A 33-year-old man facing charges after allegedly defacing the cenotaph at Old City Hall earlier this week was released on bail Friday, after the Crown expressed concerns about his mental state and a judge ordered he undergo counselling.

Thomas Christian Zaugg said in a Facebook post earlier this week that he spray-painted the monument to protest the firing of Don Cherry for making disparaging comments targeting immigrants.

Sometime overnight from Monday to Tuesday, a suspect spray-painted “Ye Broke Faith With Us.”

The words appear to reference the line, "If ye break faith with us who die," from John McCrae's poem 'In Flanders Fields.'

On Friday, police said they arrested a suspect they identified as Thomas Christian Zaugg of Toronto.

He was charged with one count of mischief under $5,000 and one count of mischief — interfere with property.

The spray paint was washed away within a day and the act drew widespread condemnation, with Toronto Mayor John Tory calling the act “disgraceful.”

In a Facebook post published two days ago, Zaugg said he had no choice but to spray the words on the cenotaph in the wake of Don Cherry’s firing from Coach’s Corner. Cherry was fired earlier this month after he slammed “you people… that come here” in a rant aimed at people not wearing poppies to honour Canada’s veterans and war dead each November.The rant was widely understood as targeting immigrants and sparked a wave of complaints, though Cherry denied that he meant to target any particular group.
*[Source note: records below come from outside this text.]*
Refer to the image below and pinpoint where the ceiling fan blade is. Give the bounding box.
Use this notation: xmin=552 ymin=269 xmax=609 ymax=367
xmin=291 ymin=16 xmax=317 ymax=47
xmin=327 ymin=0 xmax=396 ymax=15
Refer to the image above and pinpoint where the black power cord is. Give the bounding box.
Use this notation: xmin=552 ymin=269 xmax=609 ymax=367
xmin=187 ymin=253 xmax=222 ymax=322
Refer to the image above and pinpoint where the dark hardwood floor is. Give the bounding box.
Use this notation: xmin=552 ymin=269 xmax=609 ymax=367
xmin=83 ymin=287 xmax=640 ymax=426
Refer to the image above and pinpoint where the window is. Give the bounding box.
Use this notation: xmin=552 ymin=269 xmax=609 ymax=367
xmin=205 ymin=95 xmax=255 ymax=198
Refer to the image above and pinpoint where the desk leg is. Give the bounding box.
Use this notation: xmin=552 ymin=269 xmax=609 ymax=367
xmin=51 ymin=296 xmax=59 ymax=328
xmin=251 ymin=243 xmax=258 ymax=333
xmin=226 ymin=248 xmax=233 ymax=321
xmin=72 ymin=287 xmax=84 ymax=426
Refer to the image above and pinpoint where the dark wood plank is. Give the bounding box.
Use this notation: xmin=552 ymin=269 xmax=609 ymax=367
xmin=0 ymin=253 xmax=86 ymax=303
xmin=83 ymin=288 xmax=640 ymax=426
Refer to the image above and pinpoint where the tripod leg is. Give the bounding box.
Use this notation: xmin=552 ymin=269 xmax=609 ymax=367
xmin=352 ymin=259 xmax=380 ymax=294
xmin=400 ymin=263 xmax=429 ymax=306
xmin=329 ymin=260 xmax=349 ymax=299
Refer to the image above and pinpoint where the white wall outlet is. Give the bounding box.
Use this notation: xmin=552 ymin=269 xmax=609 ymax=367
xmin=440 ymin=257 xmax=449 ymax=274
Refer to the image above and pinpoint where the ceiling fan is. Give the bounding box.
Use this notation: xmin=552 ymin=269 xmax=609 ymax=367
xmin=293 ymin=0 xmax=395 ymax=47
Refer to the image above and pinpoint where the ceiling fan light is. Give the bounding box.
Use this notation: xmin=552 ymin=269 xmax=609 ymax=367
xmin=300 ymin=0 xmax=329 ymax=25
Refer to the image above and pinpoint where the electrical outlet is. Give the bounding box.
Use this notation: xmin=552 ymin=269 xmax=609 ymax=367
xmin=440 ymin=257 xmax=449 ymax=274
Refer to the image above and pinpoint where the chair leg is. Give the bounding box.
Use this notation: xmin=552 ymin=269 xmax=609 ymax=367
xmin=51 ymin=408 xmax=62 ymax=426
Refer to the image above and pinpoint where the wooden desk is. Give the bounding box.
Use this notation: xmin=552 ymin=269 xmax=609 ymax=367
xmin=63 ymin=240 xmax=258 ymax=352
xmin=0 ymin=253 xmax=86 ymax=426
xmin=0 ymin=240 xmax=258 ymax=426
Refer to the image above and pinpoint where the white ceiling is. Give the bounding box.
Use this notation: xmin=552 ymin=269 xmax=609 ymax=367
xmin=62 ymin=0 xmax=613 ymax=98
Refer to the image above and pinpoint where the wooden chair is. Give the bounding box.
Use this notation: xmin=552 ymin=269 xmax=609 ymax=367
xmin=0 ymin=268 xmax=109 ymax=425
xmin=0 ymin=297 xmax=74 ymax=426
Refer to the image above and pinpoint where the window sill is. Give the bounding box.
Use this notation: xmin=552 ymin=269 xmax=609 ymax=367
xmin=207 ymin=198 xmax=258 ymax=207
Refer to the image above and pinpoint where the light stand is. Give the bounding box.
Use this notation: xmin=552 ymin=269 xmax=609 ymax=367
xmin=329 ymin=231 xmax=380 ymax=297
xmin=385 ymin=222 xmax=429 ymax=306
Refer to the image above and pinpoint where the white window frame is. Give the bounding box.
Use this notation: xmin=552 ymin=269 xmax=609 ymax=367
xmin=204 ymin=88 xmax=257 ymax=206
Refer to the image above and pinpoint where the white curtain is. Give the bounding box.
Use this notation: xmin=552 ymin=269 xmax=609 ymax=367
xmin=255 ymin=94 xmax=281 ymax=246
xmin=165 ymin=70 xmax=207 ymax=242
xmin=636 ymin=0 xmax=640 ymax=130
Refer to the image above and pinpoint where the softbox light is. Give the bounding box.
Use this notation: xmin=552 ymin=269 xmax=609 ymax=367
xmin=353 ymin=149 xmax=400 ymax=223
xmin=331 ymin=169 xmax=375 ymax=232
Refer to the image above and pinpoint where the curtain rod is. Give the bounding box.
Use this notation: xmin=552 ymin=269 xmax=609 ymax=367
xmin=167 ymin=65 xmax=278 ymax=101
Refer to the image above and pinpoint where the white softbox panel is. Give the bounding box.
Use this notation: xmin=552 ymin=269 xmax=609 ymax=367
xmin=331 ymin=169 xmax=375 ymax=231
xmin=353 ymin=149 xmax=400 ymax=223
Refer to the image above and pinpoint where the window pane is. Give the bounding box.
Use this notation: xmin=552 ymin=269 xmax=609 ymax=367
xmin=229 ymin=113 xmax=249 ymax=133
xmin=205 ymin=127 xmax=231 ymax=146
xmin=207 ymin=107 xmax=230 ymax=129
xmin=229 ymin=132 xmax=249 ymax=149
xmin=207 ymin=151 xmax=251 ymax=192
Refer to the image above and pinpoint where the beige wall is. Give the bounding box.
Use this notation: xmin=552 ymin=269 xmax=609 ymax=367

In the post, Zauggsaid he did it to protest Toronto Mayor John Tory and Mississauga Mayor Bonnie Crombie’s condemnation of Cherry’s comments, calling them “gutless cowards.”

“You could have just aseasily havestood up for Veterans and the forces by standing up for Don Cherry and clarifying what he was trying to say, instead of capitulating to a Twitter mob,” Zaugg wrote. “If you were stronger moral leaders for our cities, I would not have been compelled to do this act in order to make the political statement perfectly clear.”

He goes on to say that he had spoken with several active-duty military personnel and veterans about his plan to spray-paint the cenotaph who “have given it their blessing.”

In a video posted to his Facebook page, Zaugg said he delivered statements to Crombie and Tory’s offices admitting to the act.

On Friday, Mayor Tory’s office confirmed that they received an “unsigned letter” from someone purporting to have defaced the cenotaph, but they did not elaborate.

Speaking at an unrelated announcement Friday, Tory said there is no justification for ever vandalizing a monument to Canada’s war dead and he had to speak out against Cherry’s remarks.

“Don Cherry’s a person who has done good things in his life as all people have; he’s stood up for veterans and he’s helped other people,” Tory said. “But these comments that he made last weekend on television were clearly comments that any reasonable interpretation of them would say he was talking about people who had come to this country and somehow didn’t adequately appreciate the sacrifice of veterans and I just think those comments were way out of line, way over the top,” he said.

Zaugg appeared in court at Old City Hall on Friday morning, and appeared to argue with the duty counsel representing him.

Court heard that Zaugg has been diagnosed with schizophrenia and does not currently take medication.

He is studying to be a paralegal.

He was released on $750 bail with a surety.

A judge ordered that he must attend counselling, undergo a mental health assessment, not be near the area of the Old City Hall cenotaph and not possess paint.

Zaugg will appear next in court on Dec. 20 at 11 a.m.